About $145 a year in extra police costs for average Osoyoos homeowner
By ROY WOOD
It looks like the extra cost of living in a town of more than 5,000 people will be close to $90 this year and $145 next year for an average Osoyoos homeowner.
Town council met Wednesday to finalize its budget, which will receive first, second and third readings at the May 1 council meeting and will likely be adopted May 15. Overall, the budget will see an increase in taxes in Osoyoos of about 3.9 per cent over 2016.
Complicating matters for Osoyoos council this spring has been an increase in policing costs. The 2016 census put the town’s population over 5,000 for the first time. As a result, the town is now responsible for 70 per cent of its policing costs, up from the 30 per cent charged to sub-5,000 municipalities.
In an interview Thursday, chief administrative officer Barry Romanko said that for an average home in Osoyoos, assessed at $353,000, policing costs for 2016 were $83.41. For this year, that amount will jump to $170.47. That is for just three-quarters of the year, since the new rate kicked in April 1. For 2018 it will be about $227.
Council decided to continue breaking out police costs in a separate line on town tax notices. “A taxpayer can visibly see what they paid for policing last year and what those costs are this year,” said Romanko.

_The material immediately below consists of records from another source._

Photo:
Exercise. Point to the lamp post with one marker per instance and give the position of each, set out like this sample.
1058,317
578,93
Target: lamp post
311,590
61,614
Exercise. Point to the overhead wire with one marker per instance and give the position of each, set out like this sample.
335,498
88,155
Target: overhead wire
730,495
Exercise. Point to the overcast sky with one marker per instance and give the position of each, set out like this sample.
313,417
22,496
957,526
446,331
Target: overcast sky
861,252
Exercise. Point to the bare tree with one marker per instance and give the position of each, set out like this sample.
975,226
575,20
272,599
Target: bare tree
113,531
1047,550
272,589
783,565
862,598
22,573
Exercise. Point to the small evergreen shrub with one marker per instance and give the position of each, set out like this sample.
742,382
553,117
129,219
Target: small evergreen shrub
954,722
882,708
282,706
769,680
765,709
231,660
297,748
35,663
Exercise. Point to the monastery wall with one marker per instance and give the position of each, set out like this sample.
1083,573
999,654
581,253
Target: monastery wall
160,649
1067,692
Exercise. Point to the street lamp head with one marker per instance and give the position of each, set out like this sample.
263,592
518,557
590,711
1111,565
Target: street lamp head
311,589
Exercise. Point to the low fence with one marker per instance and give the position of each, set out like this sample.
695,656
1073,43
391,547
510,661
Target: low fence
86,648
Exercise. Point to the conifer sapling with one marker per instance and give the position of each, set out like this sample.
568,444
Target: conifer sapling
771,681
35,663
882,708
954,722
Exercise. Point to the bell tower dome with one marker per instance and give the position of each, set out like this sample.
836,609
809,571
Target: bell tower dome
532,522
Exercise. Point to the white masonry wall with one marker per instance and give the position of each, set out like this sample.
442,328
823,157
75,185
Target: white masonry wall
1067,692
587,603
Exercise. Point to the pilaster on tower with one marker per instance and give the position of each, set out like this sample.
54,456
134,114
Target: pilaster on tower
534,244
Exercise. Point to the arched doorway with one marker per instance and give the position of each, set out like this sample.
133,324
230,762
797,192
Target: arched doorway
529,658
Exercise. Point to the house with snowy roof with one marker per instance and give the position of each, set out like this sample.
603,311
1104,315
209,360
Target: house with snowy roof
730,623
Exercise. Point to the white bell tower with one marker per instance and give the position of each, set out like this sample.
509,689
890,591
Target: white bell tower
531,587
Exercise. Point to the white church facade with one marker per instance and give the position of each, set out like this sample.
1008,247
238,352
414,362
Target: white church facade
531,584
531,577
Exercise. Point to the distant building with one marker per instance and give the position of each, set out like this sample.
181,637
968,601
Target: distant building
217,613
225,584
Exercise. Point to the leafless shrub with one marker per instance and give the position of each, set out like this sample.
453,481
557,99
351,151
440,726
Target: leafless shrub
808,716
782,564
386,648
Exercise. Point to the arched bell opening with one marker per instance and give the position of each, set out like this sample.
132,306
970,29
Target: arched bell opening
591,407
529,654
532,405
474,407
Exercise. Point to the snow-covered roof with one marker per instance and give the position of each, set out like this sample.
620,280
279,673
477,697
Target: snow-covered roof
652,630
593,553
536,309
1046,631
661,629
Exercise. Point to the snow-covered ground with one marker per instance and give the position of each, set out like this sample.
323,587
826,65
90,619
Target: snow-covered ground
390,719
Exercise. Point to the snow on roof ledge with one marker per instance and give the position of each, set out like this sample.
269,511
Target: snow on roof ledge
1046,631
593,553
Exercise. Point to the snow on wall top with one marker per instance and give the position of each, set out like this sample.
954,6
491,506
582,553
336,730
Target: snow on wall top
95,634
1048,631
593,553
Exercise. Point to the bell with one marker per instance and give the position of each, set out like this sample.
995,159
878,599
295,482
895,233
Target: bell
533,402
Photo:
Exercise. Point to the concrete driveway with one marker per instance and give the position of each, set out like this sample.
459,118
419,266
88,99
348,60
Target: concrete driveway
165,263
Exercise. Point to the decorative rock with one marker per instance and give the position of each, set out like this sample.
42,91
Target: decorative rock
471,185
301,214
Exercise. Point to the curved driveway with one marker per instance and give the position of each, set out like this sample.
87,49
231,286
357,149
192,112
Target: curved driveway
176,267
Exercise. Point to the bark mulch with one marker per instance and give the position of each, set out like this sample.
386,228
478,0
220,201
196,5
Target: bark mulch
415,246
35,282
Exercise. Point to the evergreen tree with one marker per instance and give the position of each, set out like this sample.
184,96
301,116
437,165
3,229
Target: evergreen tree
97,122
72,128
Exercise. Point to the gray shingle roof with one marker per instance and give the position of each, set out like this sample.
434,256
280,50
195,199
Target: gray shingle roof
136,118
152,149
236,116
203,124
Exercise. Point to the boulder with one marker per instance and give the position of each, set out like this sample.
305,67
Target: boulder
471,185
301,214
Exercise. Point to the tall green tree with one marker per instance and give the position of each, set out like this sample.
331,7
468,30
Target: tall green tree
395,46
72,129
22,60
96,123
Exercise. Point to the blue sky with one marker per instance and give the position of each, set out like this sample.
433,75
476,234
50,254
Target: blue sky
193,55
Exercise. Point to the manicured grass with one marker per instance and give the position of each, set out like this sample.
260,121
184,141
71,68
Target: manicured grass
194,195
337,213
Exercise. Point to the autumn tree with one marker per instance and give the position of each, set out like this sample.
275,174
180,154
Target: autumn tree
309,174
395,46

The town continues to seek some relief from the province and has sent letters to the provincial justice ministry and to Attorney General Suzanne Anton. “We have not heard back,” said Romanko. “I suspect we won’t hear anything back until after the (May 9) election.”
The town hopes to get a break on the 70-per-cent share of costs and possibly on the implementation date. The budget estimates approved Wednesday are based on the “worst-case scenario,” which will see no breaks from the province.
Councillor Mike Campol said in an interview Thursday that the province has assured the town there will be no interruption of police service while negotiations continue.
The town has $223,000 in its RCMP contingency reserve fund. When news of the policing costs jump broke, that fund was touted as a way of easing the initial impact of the jump in policing costs.
However, the fund will remain in place and, in fact, will continue to receive a piece of general tax revenue as a hedge against unexpected police costs. Of particular concern is the possibility of a major crime in the area and a resulting expensive investigation, the cost of which would fall largely to the town.
“We decided to add a full one per cent of property taxes for police reserves,” said Campol. “It’s not so much based on paying for the increased share of services, but it’s more about creating a responsible reserve fund for extenuating circumstance.”
Romanko said that under the new cost arrangement, the town will receive an increased share of revenue from fines. That money will go into the reserve fund, as will any surplus the town may receive from cost savings if the detachment is less than fully staffed.
Early in the policing-costs drama in Osoyoos, there was a suggestion that the town might create its own municipal police force, rather than contracting with the RCMP. One local news outlet even published an editorial promoting the idea.
The notion is off the table, said Campol. “It would be an exorbitant amount of money to set it up. … It was something we had to look at, but it never really gained any traction,” he said.